但母亲不想我在家里躺太久,正巧我必须亲眼见到张小彬才踏实,所以直接强撑着身体去了学校。
如今确认所有事情已落实,我只觉得身体软绵绵的,脑海空荡荡一片。
刹那间,我一度不知道自己该干什么,就像是一瞬间失去了目标与方向。
好不容易熬到点儿。
在即将到家属楼底下时,我忽然想起什么,脚底一转,拐进后山。
我实在是有些好奇,想去看看许家现在是个什么情况。
走了很久,我终于来到许家的院子外边,朝里面张望。
只见许家大门紧闭,最外面还上了一把大锁。
没人?
我有些疑惑,思前想后,弯腰捡起一块石子,朝大门旁边的窗户扔去。
“嗙!——”
不知道是用力过大,还是玻璃质量不好。
窗户直接被我打碎,露出一个豁口。
我赶忙心虚地躲到一边藏匿起来。
周围静悄悄一片。
我竖起耳朵仔细分辨着,试图听到一些婴儿的哭声。
可除了风吹动树枝,树叶摇晃着发出的细簌摩擦声外,什么也没有。
家里没人?
耐着性子等了许久,我从暗处走出来,凝眉打量着许家大院。
隐约间我总觉得比起上次来的时候,院子里貌似少了不少东西。
我进到院内,小心翼翼来到门边,凑到刚才被我打碎的窗户豁口处,朝里张望。
木床上空空荡荡,只剩下光秃秃的一块木板。
衣柜门直接大开,里面只留下几件脏兮兮的务农装。
被套,棉絮,衣服,全都不见了。
侧目朝桌沿边看去,抽屉也被拉得凌乱无比,其中一个抽屉格子甚至直接被整个抽出,摆在了桌面上。
许家人连夜搬走了。
把所有能搬走的东西全都搬走了。
不得不说,这确实是个很聪明的做法。
从他们的角度来讲,这个孩子属于从天而降的恩赐,因为他们根本不知道父母是谁。
万一父母反悔,找上门来,到时候许家对这孩子付诸的心血又将白费。
失去过一次,再次拥有的时候就会格外珍惜。
最好的办法,就是彻底切断所有能让父母找到他的途径和可能性,也就是搬离这里,再也不回来。

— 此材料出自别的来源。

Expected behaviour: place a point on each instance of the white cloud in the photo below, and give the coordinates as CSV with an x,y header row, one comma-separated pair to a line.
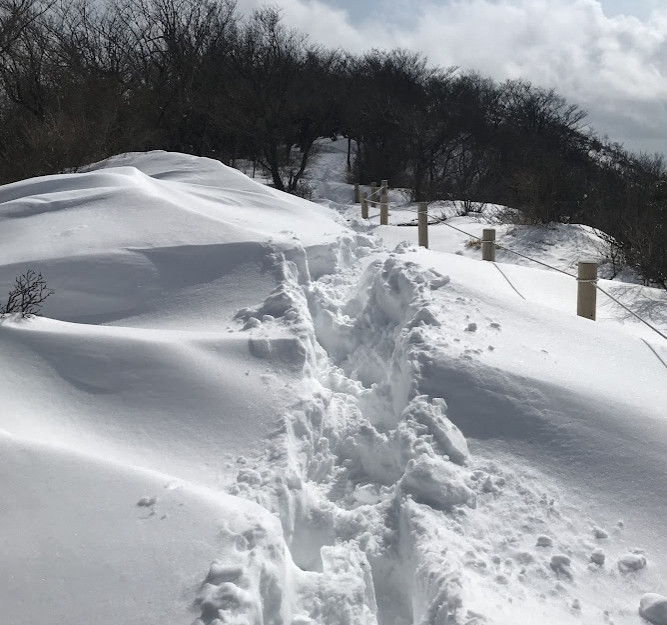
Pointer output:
x,y
616,67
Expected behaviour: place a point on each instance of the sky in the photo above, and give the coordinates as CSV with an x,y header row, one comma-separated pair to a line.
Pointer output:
x,y
607,56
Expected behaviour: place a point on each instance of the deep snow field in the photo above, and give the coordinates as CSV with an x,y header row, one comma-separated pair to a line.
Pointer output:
x,y
244,408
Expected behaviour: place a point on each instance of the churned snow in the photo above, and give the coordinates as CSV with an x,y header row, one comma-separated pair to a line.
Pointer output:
x,y
241,407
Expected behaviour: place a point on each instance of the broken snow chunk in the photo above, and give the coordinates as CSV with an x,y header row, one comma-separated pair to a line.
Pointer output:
x,y
425,316
631,562
599,533
597,557
220,573
249,476
438,282
653,607
444,432
560,564
436,483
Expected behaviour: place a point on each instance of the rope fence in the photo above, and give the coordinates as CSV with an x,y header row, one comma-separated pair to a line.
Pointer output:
x,y
587,280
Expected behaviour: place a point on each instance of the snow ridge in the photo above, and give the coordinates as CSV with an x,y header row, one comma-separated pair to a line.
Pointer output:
x,y
389,518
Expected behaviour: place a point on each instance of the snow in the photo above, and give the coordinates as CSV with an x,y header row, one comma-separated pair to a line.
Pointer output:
x,y
243,407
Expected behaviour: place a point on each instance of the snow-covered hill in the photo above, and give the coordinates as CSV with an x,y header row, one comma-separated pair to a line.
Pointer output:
x,y
242,407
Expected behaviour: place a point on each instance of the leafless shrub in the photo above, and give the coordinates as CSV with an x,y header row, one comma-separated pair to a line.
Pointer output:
x,y
27,296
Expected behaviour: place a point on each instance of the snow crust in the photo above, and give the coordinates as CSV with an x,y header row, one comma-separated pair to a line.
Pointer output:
x,y
246,408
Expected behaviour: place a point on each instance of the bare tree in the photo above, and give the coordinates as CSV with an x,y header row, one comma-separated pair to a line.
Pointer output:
x,y
27,296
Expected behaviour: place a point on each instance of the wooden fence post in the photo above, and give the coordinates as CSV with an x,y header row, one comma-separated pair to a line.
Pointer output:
x,y
586,291
364,205
422,224
489,244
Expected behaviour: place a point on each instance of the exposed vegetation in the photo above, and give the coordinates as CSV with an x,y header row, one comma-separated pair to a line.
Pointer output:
x,y
80,81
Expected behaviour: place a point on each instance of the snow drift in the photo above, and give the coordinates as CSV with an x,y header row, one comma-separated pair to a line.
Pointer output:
x,y
243,408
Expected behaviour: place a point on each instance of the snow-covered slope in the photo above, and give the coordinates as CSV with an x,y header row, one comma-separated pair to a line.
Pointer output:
x,y
243,407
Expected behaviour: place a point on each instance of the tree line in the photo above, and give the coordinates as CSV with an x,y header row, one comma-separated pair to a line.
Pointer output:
x,y
80,81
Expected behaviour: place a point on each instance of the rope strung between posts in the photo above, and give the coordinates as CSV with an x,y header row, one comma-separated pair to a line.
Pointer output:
x,y
539,262
543,264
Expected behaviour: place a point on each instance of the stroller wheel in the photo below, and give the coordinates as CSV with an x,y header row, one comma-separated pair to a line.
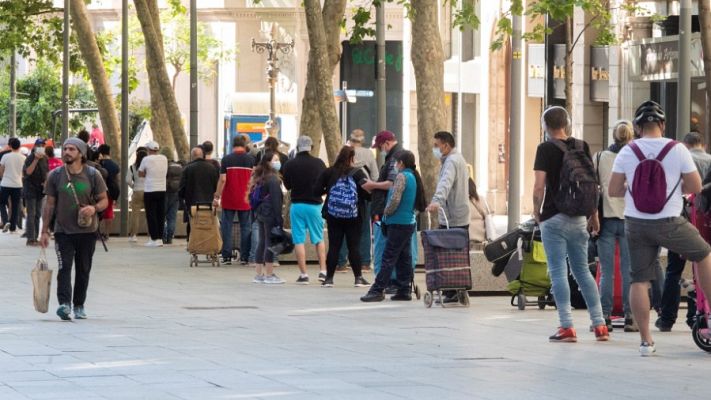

一个为了能救治孩子铤而走险,违法种植音粟的家庭,总比只管生不管养的好。
无论如何,佐楠现在已经成为了第二个“言一知”。
一个命运和人生同样被调换,被人为更改过的人。
回到家属楼时,楼道里正吵得翻天覆地。
我从一堆围观群众中艰难挤进去。
只见二楼母亲衣衫不整,双手却死死抠着工作人员的肩膀不放。
其他人死命拽着她的手臂想让她松开手,二楼母亲的领口被这些人扯得完全变形,半个肩膀都露了出来。
“我要去找我儿子……我要去找我儿子!”
二楼母亲喃喃着,一个劲想要往外冲。
“你儿子不就在你身后吗?!”其中一人讥讽地指向她身后,“你就一个儿子!明不明白?”
“我生了,我已经生了!你们这样是违法的!!”
二楼母亲崩溃大哭,心理防线脆弱得像一层纸,嘴里翻来覆去只剩下这一句:“我要举报,举报你们……”
其中一个年轻点的工作人员似乎有些怵,凑到一个中年人耳边问道:“主任,这个不是已经生了嘛?……”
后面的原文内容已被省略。